Explanation: **Explanation:** The question asks which drug is **NOT** associated with causing depression as a side effect. **1. Why Flupenthixol is the correct answer:** Flupenthixol is a thioxanthene neuroleptic (antipsychotic). While high doses are used to treat schizophrenia, **low doses (0.5–3 mg/day)** have a unique **antidepressant and anxiolytic effect**. Unlike many other antipsychotics that can cause "neuroleptic-induced deficit syndrome" (mimicking depression), low-dose flupenthixol is specifically indicated for the management of psychogenic depression and depressive neurosis. Therefore, it is a treatment for, rather than a cause of, depression. **2. Analysis of Incorrect Options (Drugs that cause depression):** * **Propranolol:** Beta-blockers, particularly lipophilic ones like propranolol, can cross the blood-brain barrier and are well-documented to cause depressive symptoms, fatigue, and sleep disturbances. * **Oral Contraceptives (OCPs):** Hormonal fluctuations caused by OCPs (specifically the progestogen component) are associated with mood swings and clinical depression in susceptible individuals due to interference with tryptophan metabolism. * **L-dopa:** While used for Parkinson’s disease, L-dopa can cause a wide range of psychiatric side effects, including depression, anxiety, and psychosis, as it alters dopamine levels in the mesolimbic pathway. **NEET-PG High-Yield Pearls:** * **Other drugs causing depression:** Reserpine (depletes monoamines), Interferon-alpha, Isotretinoin, and Corticosteroids. * **Reserpine** is the classic historical example used to support the "Monoamine Hypothesis" of depression. * **Flupenthixol** is often used in clinical practice for "masked depression" or depression with psychosomatic symptoms.

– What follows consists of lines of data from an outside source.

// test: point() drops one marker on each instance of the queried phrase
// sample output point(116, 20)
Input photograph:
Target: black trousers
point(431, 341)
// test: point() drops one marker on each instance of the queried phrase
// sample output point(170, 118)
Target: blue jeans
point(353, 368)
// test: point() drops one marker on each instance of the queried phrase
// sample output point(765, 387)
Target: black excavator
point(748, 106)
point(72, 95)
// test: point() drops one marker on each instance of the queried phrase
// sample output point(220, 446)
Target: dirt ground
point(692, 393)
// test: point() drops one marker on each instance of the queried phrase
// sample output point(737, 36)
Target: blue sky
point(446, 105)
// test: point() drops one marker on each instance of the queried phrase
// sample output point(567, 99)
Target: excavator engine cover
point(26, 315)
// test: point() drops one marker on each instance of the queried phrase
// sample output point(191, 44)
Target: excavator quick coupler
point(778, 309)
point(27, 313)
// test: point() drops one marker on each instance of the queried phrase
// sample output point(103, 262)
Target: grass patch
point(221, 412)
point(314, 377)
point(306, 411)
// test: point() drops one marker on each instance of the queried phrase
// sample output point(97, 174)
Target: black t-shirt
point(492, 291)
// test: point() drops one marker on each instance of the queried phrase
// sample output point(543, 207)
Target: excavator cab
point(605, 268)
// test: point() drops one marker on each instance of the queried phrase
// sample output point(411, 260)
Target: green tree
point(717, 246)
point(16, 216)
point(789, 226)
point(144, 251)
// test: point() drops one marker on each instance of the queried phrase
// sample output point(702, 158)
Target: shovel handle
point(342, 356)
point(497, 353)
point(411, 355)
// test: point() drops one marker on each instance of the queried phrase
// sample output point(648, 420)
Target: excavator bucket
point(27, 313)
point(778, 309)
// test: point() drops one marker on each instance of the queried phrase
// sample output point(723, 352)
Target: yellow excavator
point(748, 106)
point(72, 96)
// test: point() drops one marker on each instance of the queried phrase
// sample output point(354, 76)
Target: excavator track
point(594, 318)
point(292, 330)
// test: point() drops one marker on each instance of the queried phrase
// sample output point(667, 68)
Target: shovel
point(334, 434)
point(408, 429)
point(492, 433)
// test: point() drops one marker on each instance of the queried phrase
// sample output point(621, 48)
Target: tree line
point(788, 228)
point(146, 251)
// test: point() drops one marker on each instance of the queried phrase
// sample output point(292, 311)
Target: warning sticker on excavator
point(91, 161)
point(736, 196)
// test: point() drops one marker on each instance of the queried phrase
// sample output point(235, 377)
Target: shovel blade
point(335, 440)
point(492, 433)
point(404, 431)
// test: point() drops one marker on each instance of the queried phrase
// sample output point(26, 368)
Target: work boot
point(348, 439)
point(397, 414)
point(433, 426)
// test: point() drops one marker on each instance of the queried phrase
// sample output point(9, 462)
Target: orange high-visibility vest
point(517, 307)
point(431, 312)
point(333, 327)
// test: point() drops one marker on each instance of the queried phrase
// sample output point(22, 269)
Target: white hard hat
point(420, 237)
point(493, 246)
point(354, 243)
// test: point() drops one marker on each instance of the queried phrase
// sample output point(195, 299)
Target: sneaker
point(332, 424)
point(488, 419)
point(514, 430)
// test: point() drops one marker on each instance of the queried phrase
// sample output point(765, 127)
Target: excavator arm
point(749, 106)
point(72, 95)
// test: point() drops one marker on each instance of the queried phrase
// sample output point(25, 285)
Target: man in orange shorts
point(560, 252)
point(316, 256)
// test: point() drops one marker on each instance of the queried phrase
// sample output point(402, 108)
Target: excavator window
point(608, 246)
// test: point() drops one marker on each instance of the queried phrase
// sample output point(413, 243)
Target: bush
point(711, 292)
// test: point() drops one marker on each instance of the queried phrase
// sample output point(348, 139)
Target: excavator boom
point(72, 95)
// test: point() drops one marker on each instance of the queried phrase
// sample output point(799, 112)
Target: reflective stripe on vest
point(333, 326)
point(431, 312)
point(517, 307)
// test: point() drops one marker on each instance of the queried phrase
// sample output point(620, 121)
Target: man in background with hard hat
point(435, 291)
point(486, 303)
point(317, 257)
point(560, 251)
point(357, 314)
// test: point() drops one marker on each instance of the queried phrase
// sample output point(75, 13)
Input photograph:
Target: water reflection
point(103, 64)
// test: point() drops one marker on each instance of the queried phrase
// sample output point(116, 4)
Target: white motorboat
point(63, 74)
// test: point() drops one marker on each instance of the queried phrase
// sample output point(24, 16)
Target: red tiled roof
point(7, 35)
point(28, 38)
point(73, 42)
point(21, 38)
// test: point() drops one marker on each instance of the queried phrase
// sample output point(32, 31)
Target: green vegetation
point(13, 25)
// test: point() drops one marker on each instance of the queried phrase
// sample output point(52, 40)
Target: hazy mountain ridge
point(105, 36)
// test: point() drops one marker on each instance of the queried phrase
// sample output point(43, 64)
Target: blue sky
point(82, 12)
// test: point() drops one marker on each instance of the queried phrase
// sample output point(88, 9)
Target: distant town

Question 75: Which drug can act as an antagonist of Haloperidol?

A. Ropinirole (Correct Answer)
B. Clozapine
C. Imipramine
D. Pimozide

Explanation: ### Explanation **Correct Option: A. Ropinirole** The core concept here is the **Dopaminergic-Antidopaminergic balance**. * **Haloperidol** is a high-potency, first-generation (typical) antipsychotic that acts as a potent **Dopamine D2 receptor antagonist**. It works by blocking dopamine receptors in the brain. * **Ropinirole** is a non-ergoline **Dopamine D2/D3 receptor agonist** [1]. Because they have opposing actions at the same receptor site (one blocks, the other stimulates), Ropinirole acts as a functional and pharmacological antagonist to the effects of Haloperidol. In clinical practice, dopamine agonists are sometimes used to manage the Extrapyramidal Side Effects (EPS) caused by Haloperidol [1]. **Why the other options are incorrect:** * **B. Clozapine:** This is an atypical antipsychotic [2]. While it has a lower affinity for D2 receptors than Haloperidol, it is still a dopamine antagonist (primarily D4 and 5-HT2A). It would synergize with, rather than antagonize, the antipsychotic effects [2]. * **C. Imipramine:** A Tricyclic Antidepressant (TCA) that primarily inhibits the reuptake of Norepinephrine and Serotonin. It does not have a direct antagonistic relationship with Haloperidol’s dopaminergic blockade. * **D. Pimozide:** Like Haloperidol, Pimozide is a typical antipsychotic (diphenylbutylpiperidine class) that blocks D2 receptors. It would enhance the effects of Haloperidol rather than antagonize them. **High-Yield Clinical Pearls for NEET-PG:** * **Drug-Induced Parkinsonism:** Haloperidol-induced rigidity is treated with central anticholinergics (e.g., Benztropine, Trihexyphenidyl) or dopamine agonists (e.g., Amantadine). * **Bromocriptine:** Another dopamine agonist frequently tested as the treatment of choice for **Neuroleptic Malignant Syndrome (NMS)**, a life-threatening reaction to Haloperidol. * **Inverse Relationship:** Remember that drugs used to treat Schizophrenia (antagonists) can cause Parkinsonian symptoms, while drugs used to treat Parkinson’s (agonists like Ropinirole) can cause psychosis.

Question 76: What is the mechanism of action of Selective Serotonin Reuptake Inhibitors (SSRIs)?

A. Inhibit the reuptake of norepinephrine
B. Inhibit the reuptake of norepinephrine and serotonin
C. Inhibit the reuptake of dopamine
D. Inhibit the reuptake of serotonin (Correct Answer)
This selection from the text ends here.